Au Nicaragua, les forces de l’ordre «tirent pour tuer». C’est avec ce slogan que l’ONG Amnesty International a de nouveau dénoncé les méthodes du gouvernement de Daniel Ortega pour réprimer les manifestations qui secouent le pays depuis la mi-avril. Amnesty a constaté sur place un «recours excessif à la force et l’ONG accuse les autorités d’avoir procédé à des « exécutions extrajudiciaires »» par le biais de milices privées.

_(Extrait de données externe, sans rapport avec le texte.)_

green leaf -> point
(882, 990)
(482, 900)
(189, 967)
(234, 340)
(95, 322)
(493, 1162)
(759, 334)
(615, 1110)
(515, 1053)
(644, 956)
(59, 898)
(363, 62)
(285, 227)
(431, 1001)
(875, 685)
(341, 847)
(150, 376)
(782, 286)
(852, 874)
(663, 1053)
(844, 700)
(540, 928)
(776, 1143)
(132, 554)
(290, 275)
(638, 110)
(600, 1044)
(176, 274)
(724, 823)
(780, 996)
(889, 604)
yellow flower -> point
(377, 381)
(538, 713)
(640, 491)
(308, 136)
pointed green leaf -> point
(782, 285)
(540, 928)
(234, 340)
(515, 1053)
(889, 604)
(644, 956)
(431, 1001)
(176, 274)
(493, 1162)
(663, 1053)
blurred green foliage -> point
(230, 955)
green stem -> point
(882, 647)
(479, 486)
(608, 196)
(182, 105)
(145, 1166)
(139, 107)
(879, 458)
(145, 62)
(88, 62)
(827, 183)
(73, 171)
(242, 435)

José Pallais, ancien vice-ministre des Affaires étrangères
José Pallais, ancien vice-ministre des Affaires étrangères et ex-député de l’opposition, estime que Daniel Ortega «ne veut pas mettre son pouvoir en danger» et que les manifestants ne sont pas prêts à déserter les rues, sinon «la dictature se renforcerait, la répression deviendrait plus forte, et il y aurait toute une campagne de violence sélective», explique-t-il à l’AFP. La crise «va être longue». De fait, Ortega refuse de partir et semble décidé à se maintenir au pouvoir, jusqu’à ce que la situation soit impossible à tenir. Le 30 mai dernier, il a déclaré devant la foule lors d’un vaste rassemblement convoqué dans le nord de Managua, la capitale nicaraguayenne : «le Nicaragua nous appartient à nous tous et nous restons tous ici.» Au lourd bilan humain des manifestations s’ajoute l’impact sur l’économie des grèves, pillages de commerces et blocages de routes : le gouvernement a réduit sa prévision de croissance de 4,7-5,2 % à 3-3,5 %. Les touristes ont fui le pays. Quant au Quai d’Orsay, il appelle les Français à reporter les voyages non essentiels. Il apparaît clairement que la stratégie de répression de Daniel Ortega ne dissuade pas tout un pays, désormais debout contre son président, malgré les meurtres quasi quotidiens perpétrés par les autorités.
Catherine TRAULLÉ
Crise au Nicaragua :
le groupe d’amitié France – Mexique et pays d’Amérique centrale réitère son appel au dialogue
Depuis la mi-avril, le Nicaragua est secoué par une vague de contestation populaire sans précédent qui a provoqué le décès de plus de 120 personnes et en a blessé 1 300 autres, selon le rapport établi par la Cour interaméricaine des droits de l’Homme et le dernier bilan des organisations non gouvernementales. Les manifestants dénoncent une confiscation du pouvoir par le Gouvernement du Président Daniel Ortega, ex-leader de la révolution sandiniste. Au nom du groupe interparlementaire d’amitié France – Mexique et pays d’Amérique centrale dont une délégation s’est rendue au Nicaragua lorsqu’ont débuté les manifestations, MM. les Sénateurs Daniel Laurent (Les Républicains – Charente-Maritime), Président du groupe, et Claude Raynal (Socialiste et Républicain – Haute-Garonne), Président délégué pour l’Amérique centrale, expriment leur vive préoccupation et font part de leur émotion aux familles et proches des victimes en les assurant de leur soutien dans cette épreuve. Condamnant toute forme de violence, le groupe d’amitié appelle une nouvelle fois le Gouvernement du Nicaragua, comme il l’a fait à l’occasion des entretiens réalisés sur place, à poursuivre un dialogue transparent, ouvert et inclusif avec l’ensemble des parties prenantes pour trouver une issue pacifique à cette crise.